Designing for a Brighter Future in Post-secondary Education
Embracing an active learning philosophy redefined Richland Community College
Richland Community College was going through a dark time. Not existentially. Literally. Part of this post-secondary hub in Decatur, Illinois was a cinderblock box lined with classrooms. Sunlight was rare. This was just one of the reasons the school was looking to update the building.
“It was a very 1950s design,” says Greg Florian, the VP Finance and Administration at Richland. “Except the building was built in ’88.”
But it wasn’t just a matter of atmosphere. The space wasn’t as functional as it could be. With a single corridor running down the space between the classes, changing rooms was a lot like dealing with rush hour traffic.
“Students would hang out in the hallway between classes. They didn’t have anywhere else to go. If you were trying to go down the hallway right before class change, it became a gauntlet of stepping over people and trying to miss book bags.”
Knowing that they were going to change the environment gave the administration a chance to really explore their options. Where could they open up the space? What was the best use of technology? How important was adaptability? But according to Teena Zindel-McWilliams, the Director of Institutional and Academic Planning at Richland, there was really one over-arching question. “How do you change learning and teaching for the 21st century learner?”
Approaching active learning
Ultimately, Richland wanted to create an active-learning environment for their students. This encourages a shift from a lecture-based scenario where students sit and listen, to a space where students actively work with each other. Zindel-McWilliams describes it as less “sage on the stage” and more “guide on the side.” But what was the best way to do that?
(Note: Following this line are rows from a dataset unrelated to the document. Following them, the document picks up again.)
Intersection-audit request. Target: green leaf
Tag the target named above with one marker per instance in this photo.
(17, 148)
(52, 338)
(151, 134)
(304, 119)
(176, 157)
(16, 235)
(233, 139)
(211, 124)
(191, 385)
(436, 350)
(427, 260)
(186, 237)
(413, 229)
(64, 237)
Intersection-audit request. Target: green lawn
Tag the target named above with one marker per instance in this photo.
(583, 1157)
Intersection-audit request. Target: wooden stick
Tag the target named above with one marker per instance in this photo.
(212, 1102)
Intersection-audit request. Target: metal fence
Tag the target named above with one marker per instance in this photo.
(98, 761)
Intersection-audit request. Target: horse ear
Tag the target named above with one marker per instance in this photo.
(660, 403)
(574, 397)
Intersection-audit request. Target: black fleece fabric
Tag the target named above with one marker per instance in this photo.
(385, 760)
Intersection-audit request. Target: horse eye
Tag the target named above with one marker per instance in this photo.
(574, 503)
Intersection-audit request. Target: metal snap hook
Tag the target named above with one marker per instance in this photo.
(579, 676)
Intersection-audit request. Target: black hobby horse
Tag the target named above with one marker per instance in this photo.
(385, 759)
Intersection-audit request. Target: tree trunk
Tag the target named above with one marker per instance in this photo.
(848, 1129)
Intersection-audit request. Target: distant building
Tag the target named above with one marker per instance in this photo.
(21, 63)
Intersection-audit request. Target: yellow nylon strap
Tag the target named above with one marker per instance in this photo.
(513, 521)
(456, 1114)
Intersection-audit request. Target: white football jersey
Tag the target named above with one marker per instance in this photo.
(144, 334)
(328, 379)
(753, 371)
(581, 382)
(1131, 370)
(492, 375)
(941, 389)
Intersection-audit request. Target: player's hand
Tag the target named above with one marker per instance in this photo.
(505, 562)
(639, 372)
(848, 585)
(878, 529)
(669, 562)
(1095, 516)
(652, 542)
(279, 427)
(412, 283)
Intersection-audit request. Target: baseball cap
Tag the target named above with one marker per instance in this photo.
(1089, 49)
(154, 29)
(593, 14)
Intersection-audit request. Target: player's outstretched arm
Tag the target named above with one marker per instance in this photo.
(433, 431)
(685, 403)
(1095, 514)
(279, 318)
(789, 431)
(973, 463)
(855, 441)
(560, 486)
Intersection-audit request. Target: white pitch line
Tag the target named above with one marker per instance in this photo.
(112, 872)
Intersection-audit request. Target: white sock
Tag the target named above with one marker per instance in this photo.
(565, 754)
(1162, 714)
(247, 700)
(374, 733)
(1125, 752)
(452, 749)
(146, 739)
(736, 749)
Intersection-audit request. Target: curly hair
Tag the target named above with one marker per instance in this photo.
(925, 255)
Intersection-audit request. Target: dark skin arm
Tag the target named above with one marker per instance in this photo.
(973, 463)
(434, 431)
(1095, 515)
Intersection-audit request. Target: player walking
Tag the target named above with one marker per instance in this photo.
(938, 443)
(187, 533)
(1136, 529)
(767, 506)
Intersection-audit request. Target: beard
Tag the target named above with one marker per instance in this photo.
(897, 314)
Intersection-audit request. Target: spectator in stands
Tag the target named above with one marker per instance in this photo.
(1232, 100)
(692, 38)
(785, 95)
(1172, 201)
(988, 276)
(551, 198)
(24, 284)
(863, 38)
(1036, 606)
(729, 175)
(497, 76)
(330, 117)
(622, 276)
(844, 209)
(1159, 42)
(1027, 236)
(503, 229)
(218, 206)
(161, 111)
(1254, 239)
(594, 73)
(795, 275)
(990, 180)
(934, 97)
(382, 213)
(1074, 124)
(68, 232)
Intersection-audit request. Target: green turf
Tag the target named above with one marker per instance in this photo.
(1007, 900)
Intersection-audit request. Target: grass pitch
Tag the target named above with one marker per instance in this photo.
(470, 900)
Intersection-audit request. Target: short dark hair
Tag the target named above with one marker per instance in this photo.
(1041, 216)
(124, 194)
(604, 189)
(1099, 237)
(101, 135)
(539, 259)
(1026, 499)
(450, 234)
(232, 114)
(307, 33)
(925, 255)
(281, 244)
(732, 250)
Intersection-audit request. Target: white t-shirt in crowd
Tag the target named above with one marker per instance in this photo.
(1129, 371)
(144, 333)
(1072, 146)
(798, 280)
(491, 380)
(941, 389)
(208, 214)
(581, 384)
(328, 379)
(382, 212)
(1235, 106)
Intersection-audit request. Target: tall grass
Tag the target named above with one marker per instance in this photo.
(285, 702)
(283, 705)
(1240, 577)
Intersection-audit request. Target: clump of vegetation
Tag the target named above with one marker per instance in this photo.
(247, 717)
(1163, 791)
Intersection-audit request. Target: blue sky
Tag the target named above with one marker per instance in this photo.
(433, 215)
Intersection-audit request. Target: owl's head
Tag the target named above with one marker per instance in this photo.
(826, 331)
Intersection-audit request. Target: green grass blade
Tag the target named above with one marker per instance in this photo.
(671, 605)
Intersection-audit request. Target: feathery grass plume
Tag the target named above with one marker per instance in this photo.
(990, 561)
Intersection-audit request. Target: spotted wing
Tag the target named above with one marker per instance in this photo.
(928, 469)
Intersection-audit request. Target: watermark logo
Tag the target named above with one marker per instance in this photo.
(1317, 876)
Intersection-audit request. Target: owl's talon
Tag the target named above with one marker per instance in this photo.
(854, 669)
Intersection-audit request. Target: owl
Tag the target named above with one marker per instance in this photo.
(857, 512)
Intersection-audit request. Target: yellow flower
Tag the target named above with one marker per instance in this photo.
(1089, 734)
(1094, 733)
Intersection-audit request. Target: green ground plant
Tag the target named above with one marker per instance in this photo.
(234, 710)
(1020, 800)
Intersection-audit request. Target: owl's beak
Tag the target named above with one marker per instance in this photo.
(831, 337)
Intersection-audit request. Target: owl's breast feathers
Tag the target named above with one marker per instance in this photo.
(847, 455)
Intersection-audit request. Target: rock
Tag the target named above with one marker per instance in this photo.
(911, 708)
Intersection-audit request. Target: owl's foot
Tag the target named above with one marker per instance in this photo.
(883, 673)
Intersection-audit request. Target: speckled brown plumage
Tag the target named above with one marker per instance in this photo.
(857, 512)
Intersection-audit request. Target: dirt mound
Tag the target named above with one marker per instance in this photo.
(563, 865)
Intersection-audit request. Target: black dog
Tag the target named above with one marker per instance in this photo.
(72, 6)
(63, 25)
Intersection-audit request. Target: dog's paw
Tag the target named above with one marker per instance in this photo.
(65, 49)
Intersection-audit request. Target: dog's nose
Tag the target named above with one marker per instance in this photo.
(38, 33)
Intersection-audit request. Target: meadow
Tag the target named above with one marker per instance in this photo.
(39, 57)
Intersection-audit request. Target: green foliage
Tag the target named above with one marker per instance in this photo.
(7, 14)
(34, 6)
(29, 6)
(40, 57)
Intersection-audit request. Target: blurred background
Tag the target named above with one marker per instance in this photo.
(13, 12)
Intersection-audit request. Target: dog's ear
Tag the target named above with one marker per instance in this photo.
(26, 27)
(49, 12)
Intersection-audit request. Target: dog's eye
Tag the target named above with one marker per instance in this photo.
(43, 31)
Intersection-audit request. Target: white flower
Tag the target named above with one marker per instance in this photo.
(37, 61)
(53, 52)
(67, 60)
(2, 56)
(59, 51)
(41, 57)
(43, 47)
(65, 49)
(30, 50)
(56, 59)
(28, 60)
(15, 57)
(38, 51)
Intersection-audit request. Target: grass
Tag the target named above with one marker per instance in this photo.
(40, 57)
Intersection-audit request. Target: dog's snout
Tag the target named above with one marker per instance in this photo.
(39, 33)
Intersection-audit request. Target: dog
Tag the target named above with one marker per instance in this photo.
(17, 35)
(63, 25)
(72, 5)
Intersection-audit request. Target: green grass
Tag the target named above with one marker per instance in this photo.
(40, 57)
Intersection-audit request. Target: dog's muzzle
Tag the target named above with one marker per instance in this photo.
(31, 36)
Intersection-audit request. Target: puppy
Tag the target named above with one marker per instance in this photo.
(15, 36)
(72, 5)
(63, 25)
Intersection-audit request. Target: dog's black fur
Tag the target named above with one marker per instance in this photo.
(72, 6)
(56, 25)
“A large part of it is doing your homework before it ever gets started,” says Florian. That homework meant that along with BLDD, the Richland team did a deep dive into the student experience. What they learned reinforced their need to make a change.
“One of the students commented that he just wanted a zip line to go between classes,” says Maxey. “At first you roll your eyes, but then you understood why he wanted a zip line. Because he was just tired of hurdling people to get to class.”
Rarely does a construction project turn out better than expected. However, this project is different.
A look outside
While they were examining the school internally, the team was also looking to outside sources for inspiration. Staff and instructors toured active learning facilities nearby. It was on this road trip that they first encountered DIRTT. When they saw the prefab solutions in the learning commons at the University of Iowa, it was a turning point in the project.
Making a plan
With the fact-finding mission complete it was time to implement what they had learned. To maximize active learning in the classroom, integrated technology was essential. To keep the conversation going outside class, creating common areas and huddle spaces was key. Improving student traffic flow meant a revised floor plan. And, of course, making the most of natural light meant incorporating glass.
All these things are doable. But getting them done quickly is another story. Richland is a busy school and they didn’t have time to shut down for renovations. That meant getting all these renovations done as fast as possible in a school that was still open for learning. “We (temporarily) lost 15 thousand square feet of classroom and lab space,” says Florian. “We had to relocate within the existing facility so shortening the construction period of that was really valuable to us.”
This is where using DIRTT really paid off for Richland. After the original space was ripped back to the supports, the DIRTT install team got to work. In only five weeks, doors, walls and integrated tech were in place. Quick-connect electrical also shaved time off the construction schedule. And even though the demolition process took longer than planned, the speed of DIRTT kept the project on pace.
“Once I actually saw it in place, I was really impressed with how quickly it came together,” says Florian. “If we had built traditional drywall and studs in this room, we would have had three times the waste, the dirt, and the noise and been shut down longer.”
A space that works
Once the job was done, there was only one more question to answer. Will the space do what they thought it would? Zindel-McWilliams admits that initially there was some pushback from the faculty who weren’t used to active learning spaces. It didn’t take long for staff buy in, though. After the first semester in the newly christened Carroll Center for Innovative Learning, there was a waiting list for instructors wanting to use the space.
The real test, though, was how students responded to it. If active learning is going to work, they need to stay engaged and collaborate. According to Zindel-McWilliams, it didn’t take long for all their research and engagement to pay off.
“About three hours after the construction tape was taken down — no notice, no anything — we had students using the space,” she says. “They were using the technology. They were studying. That tells us that we need spaces like that at Richland.”
“It’s so gratifying to walk through the upstairs and see the white boards that we have up there filled with formulas and nursing strategies and flow charts. They use it all the time.”